Near future, in the darkest nuclear winter, only wolves avoid obligatory migration. Whales glide deep blue space, escaping the ruinous remains discarded by humanity. Farewell, Doomed Planet! is a concept album and a comment on how we've truly fucked up our world and a dream about escaping. Whisked off on a cosmic flit, a series of spectral travelogues depict our massacred earth as we leave for good. It's a sombre dispatch from New Orleans musician Elizabeth Joan Kelly but relayed in skewed, glorious beauty through a series of captivating compositions.

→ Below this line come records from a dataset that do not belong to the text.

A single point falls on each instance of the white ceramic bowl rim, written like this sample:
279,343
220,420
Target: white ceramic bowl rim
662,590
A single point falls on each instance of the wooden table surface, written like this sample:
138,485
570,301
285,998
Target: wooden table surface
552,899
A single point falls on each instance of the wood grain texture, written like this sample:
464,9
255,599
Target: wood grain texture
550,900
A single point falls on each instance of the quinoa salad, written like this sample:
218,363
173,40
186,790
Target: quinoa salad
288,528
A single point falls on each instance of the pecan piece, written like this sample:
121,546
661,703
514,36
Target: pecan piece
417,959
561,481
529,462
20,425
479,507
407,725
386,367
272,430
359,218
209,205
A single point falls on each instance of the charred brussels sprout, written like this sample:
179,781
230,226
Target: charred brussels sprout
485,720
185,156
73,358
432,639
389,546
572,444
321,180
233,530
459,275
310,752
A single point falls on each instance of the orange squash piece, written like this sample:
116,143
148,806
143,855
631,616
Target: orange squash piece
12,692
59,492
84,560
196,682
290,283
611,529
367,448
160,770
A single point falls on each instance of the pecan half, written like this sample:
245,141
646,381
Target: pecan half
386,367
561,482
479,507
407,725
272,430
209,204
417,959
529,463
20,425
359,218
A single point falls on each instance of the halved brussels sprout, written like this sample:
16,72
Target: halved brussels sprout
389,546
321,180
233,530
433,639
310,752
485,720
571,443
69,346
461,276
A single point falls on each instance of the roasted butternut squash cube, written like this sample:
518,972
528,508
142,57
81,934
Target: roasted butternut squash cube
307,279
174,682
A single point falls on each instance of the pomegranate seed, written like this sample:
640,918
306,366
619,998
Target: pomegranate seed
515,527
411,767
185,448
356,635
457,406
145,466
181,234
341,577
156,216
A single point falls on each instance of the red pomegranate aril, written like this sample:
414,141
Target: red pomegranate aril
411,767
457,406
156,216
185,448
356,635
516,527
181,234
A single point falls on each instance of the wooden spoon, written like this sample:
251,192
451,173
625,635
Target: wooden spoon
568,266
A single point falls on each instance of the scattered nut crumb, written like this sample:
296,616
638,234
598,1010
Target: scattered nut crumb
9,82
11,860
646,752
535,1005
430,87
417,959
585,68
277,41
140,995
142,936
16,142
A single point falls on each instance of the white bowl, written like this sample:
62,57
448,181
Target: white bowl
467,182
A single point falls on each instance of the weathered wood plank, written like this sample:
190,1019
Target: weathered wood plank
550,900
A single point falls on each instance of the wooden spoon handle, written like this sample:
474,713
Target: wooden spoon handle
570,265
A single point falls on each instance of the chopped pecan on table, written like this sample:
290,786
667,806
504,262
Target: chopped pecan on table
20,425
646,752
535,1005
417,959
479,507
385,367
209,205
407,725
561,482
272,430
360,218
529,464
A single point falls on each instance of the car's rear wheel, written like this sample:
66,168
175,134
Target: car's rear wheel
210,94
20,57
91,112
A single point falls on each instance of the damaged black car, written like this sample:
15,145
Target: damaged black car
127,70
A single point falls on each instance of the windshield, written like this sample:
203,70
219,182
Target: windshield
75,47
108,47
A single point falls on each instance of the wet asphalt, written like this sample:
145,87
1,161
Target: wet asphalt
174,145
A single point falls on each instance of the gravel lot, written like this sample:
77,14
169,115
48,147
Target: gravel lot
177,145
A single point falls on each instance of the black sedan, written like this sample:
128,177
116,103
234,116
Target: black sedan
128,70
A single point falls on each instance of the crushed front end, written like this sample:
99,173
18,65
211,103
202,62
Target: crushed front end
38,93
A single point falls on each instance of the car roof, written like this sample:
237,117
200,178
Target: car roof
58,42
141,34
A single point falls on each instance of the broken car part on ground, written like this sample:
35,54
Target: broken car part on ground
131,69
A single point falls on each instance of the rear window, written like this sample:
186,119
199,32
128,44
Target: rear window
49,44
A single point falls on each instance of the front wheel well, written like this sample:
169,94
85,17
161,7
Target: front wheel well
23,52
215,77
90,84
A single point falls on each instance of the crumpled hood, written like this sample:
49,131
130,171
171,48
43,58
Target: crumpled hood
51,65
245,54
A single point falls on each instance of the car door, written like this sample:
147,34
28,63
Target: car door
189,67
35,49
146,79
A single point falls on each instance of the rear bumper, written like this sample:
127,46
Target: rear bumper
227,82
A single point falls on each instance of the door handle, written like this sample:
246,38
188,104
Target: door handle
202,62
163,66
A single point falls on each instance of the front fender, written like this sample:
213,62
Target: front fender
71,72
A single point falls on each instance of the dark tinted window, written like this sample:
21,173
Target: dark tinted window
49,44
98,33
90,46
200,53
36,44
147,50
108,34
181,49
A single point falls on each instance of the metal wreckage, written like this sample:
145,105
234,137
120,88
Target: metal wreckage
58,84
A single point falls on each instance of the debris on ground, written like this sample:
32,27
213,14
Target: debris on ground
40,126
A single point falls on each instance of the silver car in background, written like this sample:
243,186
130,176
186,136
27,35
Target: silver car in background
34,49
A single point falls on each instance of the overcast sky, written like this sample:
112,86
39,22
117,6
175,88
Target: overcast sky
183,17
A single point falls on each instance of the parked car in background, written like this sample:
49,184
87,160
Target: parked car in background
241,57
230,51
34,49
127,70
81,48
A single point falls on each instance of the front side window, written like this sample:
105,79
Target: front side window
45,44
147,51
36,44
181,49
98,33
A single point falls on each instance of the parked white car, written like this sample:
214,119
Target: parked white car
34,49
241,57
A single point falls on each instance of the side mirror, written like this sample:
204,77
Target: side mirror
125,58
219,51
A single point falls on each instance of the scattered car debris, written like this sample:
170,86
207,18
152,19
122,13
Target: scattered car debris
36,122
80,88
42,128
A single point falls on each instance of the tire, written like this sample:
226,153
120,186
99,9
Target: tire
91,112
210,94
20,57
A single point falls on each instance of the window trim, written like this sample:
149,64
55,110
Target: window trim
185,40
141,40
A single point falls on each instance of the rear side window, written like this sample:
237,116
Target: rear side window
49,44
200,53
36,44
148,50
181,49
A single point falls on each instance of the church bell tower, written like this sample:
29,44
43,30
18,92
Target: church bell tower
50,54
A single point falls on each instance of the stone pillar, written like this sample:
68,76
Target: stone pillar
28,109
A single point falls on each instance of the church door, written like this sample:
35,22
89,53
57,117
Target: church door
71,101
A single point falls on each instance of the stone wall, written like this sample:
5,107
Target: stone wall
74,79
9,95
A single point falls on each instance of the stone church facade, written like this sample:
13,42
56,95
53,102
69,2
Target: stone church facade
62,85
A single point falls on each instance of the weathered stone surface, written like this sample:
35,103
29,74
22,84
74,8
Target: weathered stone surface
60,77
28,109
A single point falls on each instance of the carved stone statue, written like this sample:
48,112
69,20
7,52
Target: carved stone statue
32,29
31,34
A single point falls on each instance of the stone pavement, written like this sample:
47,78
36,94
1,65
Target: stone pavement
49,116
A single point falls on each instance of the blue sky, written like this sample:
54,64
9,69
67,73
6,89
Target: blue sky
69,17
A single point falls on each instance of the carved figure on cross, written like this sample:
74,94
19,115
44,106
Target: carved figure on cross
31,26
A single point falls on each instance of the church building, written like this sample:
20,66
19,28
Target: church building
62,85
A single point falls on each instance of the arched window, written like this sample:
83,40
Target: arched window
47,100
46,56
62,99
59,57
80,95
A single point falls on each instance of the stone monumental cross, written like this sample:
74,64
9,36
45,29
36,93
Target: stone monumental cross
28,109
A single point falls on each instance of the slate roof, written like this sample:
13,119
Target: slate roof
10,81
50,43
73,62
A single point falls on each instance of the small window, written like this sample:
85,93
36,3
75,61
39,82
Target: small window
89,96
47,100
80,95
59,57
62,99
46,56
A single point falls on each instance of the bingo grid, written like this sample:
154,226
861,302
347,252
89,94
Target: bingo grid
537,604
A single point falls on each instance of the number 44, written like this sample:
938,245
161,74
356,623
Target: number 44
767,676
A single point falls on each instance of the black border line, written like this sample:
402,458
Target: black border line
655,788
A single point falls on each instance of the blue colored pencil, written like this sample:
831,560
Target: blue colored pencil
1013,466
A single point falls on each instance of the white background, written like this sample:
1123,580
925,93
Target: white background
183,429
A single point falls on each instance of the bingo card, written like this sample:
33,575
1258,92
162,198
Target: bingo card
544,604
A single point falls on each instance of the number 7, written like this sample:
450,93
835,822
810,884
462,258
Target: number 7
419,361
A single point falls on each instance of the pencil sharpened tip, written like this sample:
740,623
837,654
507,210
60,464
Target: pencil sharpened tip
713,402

Using field recordings, found sounds and her voice, the flow between blissed-out Ambient passages and more Experimental fare is deceptively smooth (leaving Earth wouldn't be this easy surely?). The transition, for example, from wonky rhythms on Unusual Capsule to the cavernous space travel of album highlight Whaliens, is perfectly realised through the sublime choral melodies on Trinity Quadrant Cantata sandwiched in between. This clever anecdotal flow a core ingredient in the overall concept. And while Whaliens is as good as anything by Loscil and Cosmonaut Chorus is sibling-rivalry to Julianna Barwick, this is a distinctly unique take on electronic music that demands celebration. Farewell is an album full of dream-like sequences, powerful visual cues and surreal moments; a hell of a journey! And if the uplifting burst of optimism halfway through closing track Beau Travail fails to trigger an emotional reaction, then you're probably dead.
A slow-grower that eventually and irrevocably grips your senses and your sense of responsibility. Good work indeed.